Could somebody explain how corporations like facebook and instagram (or literary anyone who stores the user data) technically handle storage of EU citizen data in Europe?
I am building a website that will allow users to upload their pictures and videos and share them with friends. As per GDPR regulation - all data that identifies EU citizens should be stored and processed in EU. So for example if I upload the picture and there is my face in it - then the data is supposed to be stored in EU.
Does this technically mean that we have to use multiple clusters of distributed file systems (example: GlusterFS
) for this task? For example:
- first cluster - non EU
- second cluster in EU
then we mount the filesystems under following directories:
and when the data is saved it goes either to one server or the other. I find it hard to believe that this is the solution to the problem. Imagine if the US GoogleDrive user migrates to EU, so now google has to migrate xx gigagytes of data to Europe.. Given that all files have the metadata associated with them somewhere in DB - it means that this DB also has to be updated at the same time as data is migrated. Goodbye ACID
principles.
Is there perhaps some kind of labeling mechanism that allows distributed file systems to auto-shuffle the data depending on the filename?

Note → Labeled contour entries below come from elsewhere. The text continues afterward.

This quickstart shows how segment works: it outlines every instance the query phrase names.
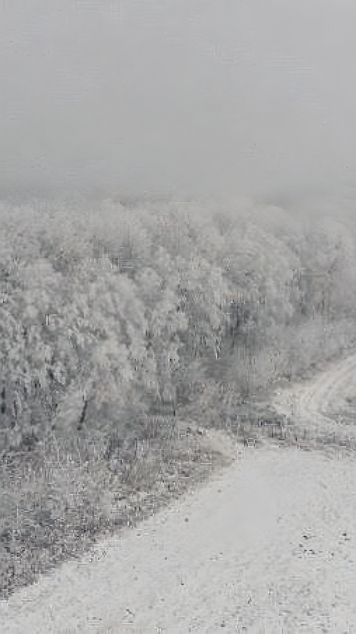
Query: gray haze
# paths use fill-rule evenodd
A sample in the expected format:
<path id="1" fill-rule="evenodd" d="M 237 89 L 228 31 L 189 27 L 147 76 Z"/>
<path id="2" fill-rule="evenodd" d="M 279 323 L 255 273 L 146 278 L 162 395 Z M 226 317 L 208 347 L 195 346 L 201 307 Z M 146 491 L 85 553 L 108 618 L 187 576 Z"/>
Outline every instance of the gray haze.
<path id="1" fill-rule="evenodd" d="M 350 209 L 352 0 L 1 0 L 3 194 Z"/>

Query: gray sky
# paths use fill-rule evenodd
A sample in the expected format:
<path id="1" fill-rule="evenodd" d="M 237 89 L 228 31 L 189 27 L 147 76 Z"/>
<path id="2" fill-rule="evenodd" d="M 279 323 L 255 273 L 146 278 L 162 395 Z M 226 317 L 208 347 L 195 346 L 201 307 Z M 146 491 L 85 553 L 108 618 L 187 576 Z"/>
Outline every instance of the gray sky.
<path id="1" fill-rule="evenodd" d="M 353 0 L 3 0 L 3 192 L 350 207 L 355 24 Z"/>

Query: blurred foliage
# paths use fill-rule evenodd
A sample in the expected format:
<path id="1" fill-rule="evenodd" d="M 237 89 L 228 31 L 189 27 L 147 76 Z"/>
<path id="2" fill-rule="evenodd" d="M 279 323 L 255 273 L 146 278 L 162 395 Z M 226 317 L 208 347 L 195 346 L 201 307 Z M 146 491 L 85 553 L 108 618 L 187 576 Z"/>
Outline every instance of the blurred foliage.
<path id="1" fill-rule="evenodd" d="M 264 213 L 3 203 L 3 444 L 118 427 L 124 440 L 140 414 L 191 410 L 197 381 L 215 409 L 221 382 L 233 383 L 233 410 L 354 345 L 350 233 Z M 312 286 L 298 271 L 313 272 Z M 233 337 L 227 299 L 241 304 Z"/>

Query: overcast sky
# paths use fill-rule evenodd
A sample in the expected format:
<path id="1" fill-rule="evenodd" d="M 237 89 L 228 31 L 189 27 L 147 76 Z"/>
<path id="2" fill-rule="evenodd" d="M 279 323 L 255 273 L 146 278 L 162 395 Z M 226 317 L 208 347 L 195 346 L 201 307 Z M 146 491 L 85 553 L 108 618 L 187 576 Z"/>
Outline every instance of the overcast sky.
<path id="1" fill-rule="evenodd" d="M 352 204 L 353 0 L 1 2 L 4 193 Z"/>

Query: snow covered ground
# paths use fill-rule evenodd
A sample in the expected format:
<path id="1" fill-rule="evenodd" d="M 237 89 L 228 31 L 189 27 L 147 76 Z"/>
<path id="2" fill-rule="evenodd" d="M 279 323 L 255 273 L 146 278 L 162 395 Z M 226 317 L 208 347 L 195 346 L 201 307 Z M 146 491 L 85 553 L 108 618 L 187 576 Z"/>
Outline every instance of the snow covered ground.
<path id="1" fill-rule="evenodd" d="M 11 597 L 0 630 L 353 632 L 355 464 L 246 450 L 141 528 Z"/>

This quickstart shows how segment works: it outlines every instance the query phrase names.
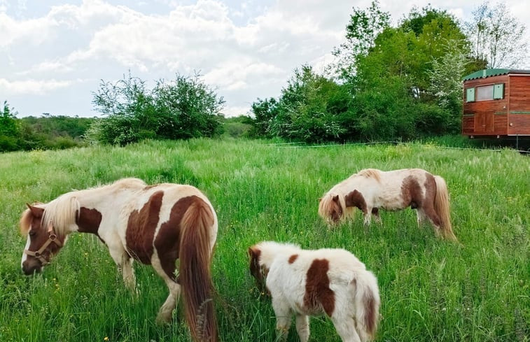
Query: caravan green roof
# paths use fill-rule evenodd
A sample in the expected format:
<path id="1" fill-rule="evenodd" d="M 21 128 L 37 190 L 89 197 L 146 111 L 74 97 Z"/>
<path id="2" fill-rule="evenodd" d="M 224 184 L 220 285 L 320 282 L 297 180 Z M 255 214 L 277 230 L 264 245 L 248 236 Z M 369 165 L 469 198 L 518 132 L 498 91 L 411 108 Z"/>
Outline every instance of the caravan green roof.
<path id="1" fill-rule="evenodd" d="M 506 75 L 507 73 L 530 73 L 530 70 L 513 70 L 509 69 L 485 69 L 479 70 L 467 76 L 463 76 L 462 80 L 475 80 L 476 78 L 486 78 L 490 76 Z"/>

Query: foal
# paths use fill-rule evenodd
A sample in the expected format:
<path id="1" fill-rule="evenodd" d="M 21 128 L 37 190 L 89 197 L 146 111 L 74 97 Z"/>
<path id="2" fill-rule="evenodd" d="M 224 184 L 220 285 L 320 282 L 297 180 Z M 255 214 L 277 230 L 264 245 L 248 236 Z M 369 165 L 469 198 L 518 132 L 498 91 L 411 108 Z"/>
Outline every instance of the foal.
<path id="1" fill-rule="evenodd" d="M 272 297 L 276 329 L 287 337 L 293 314 L 301 342 L 309 337 L 309 316 L 326 314 L 343 342 L 371 341 L 379 320 L 377 280 L 342 249 L 305 250 L 263 241 L 249 248 L 250 271 Z"/>

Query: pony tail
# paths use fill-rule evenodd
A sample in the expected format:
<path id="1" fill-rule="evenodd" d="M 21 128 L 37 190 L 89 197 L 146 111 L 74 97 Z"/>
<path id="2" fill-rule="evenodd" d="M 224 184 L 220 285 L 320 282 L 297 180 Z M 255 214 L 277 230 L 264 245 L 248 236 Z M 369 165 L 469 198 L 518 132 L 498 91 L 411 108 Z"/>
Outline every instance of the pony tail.
<path id="1" fill-rule="evenodd" d="M 356 273 L 352 280 L 355 289 L 355 315 L 357 332 L 361 341 L 372 341 L 375 337 L 379 322 L 380 299 L 377 279 L 369 271 Z M 364 336 L 364 339 L 363 338 Z"/>
<path id="2" fill-rule="evenodd" d="M 451 227 L 451 213 L 449 204 L 449 191 L 445 180 L 439 176 L 434 176 L 436 183 L 436 194 L 434 197 L 434 210 L 441 221 L 441 232 L 443 237 L 458 242 Z"/>
<path id="3" fill-rule="evenodd" d="M 195 341 L 217 342 L 217 320 L 210 271 L 211 209 L 202 199 L 191 204 L 181 222 L 179 283 L 183 287 L 186 319 Z"/>

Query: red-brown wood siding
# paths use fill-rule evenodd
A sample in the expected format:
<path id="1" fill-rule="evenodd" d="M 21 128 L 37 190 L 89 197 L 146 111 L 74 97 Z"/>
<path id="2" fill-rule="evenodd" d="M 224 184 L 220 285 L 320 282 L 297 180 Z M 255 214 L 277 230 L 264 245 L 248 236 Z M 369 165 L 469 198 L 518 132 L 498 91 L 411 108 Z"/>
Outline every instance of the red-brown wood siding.
<path id="1" fill-rule="evenodd" d="M 498 83 L 504 83 L 503 99 L 466 102 L 466 89 Z M 464 82 L 463 88 L 463 134 L 530 134 L 530 75 L 469 80 Z"/>
<path id="2" fill-rule="evenodd" d="M 510 114 L 510 124 L 508 134 L 530 135 L 530 113 Z"/>
<path id="3" fill-rule="evenodd" d="M 510 112 L 530 112 L 530 75 L 510 76 Z"/>

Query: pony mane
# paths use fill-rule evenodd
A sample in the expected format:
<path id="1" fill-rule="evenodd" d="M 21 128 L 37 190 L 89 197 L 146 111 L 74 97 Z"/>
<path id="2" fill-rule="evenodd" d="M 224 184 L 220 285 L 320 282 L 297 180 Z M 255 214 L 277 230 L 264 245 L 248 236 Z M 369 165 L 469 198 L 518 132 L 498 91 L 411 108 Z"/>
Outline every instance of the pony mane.
<path id="1" fill-rule="evenodd" d="M 32 206 L 44 208 L 44 205 L 40 202 L 34 203 Z M 25 236 L 29 232 L 29 228 L 32 226 L 32 220 L 33 220 L 32 211 L 29 208 L 24 211 L 22 215 L 20 216 L 20 221 L 19 221 L 18 225 L 20 227 L 20 234 Z"/>
<path id="2" fill-rule="evenodd" d="M 76 192 L 67 192 L 46 204 L 42 216 L 42 225 L 53 226 L 55 234 L 64 236 L 70 232 L 69 227 L 76 223 L 81 209 Z"/>
<path id="3" fill-rule="evenodd" d="M 32 214 L 32 211 L 29 209 L 24 211 L 22 215 L 20 217 L 20 222 L 19 222 L 20 234 L 25 236 L 27 236 L 28 231 L 29 231 L 29 226 L 32 224 L 32 218 L 33 214 Z"/>
<path id="4" fill-rule="evenodd" d="M 365 169 L 358 171 L 355 176 L 366 178 L 374 178 L 377 182 L 381 181 L 381 171 L 377 169 Z"/>
<path id="5" fill-rule="evenodd" d="M 333 197 L 338 195 L 339 204 L 333 201 Z M 328 192 L 320 200 L 319 204 L 319 215 L 323 219 L 331 218 L 331 212 L 333 209 L 338 211 L 338 206 L 340 206 L 342 209 L 342 213 L 346 213 L 346 202 L 344 202 L 344 197 L 341 194 L 336 194 L 334 192 Z"/>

For example if the file is named us_myimage.png
it goes to the server (or a server group) with us
label and if I later rename the file to eu_myimage.png
then the file is re-balanced to the server with eu
label?
I have looked into some of the existing solutions like GlusterFS
and minio
but could not find any leads. The closest solution to this problem is implemented by mongodb
through GridFS
, where you could shuffle the data between clusters based on labels.. In my case I am interested in file system storage solution.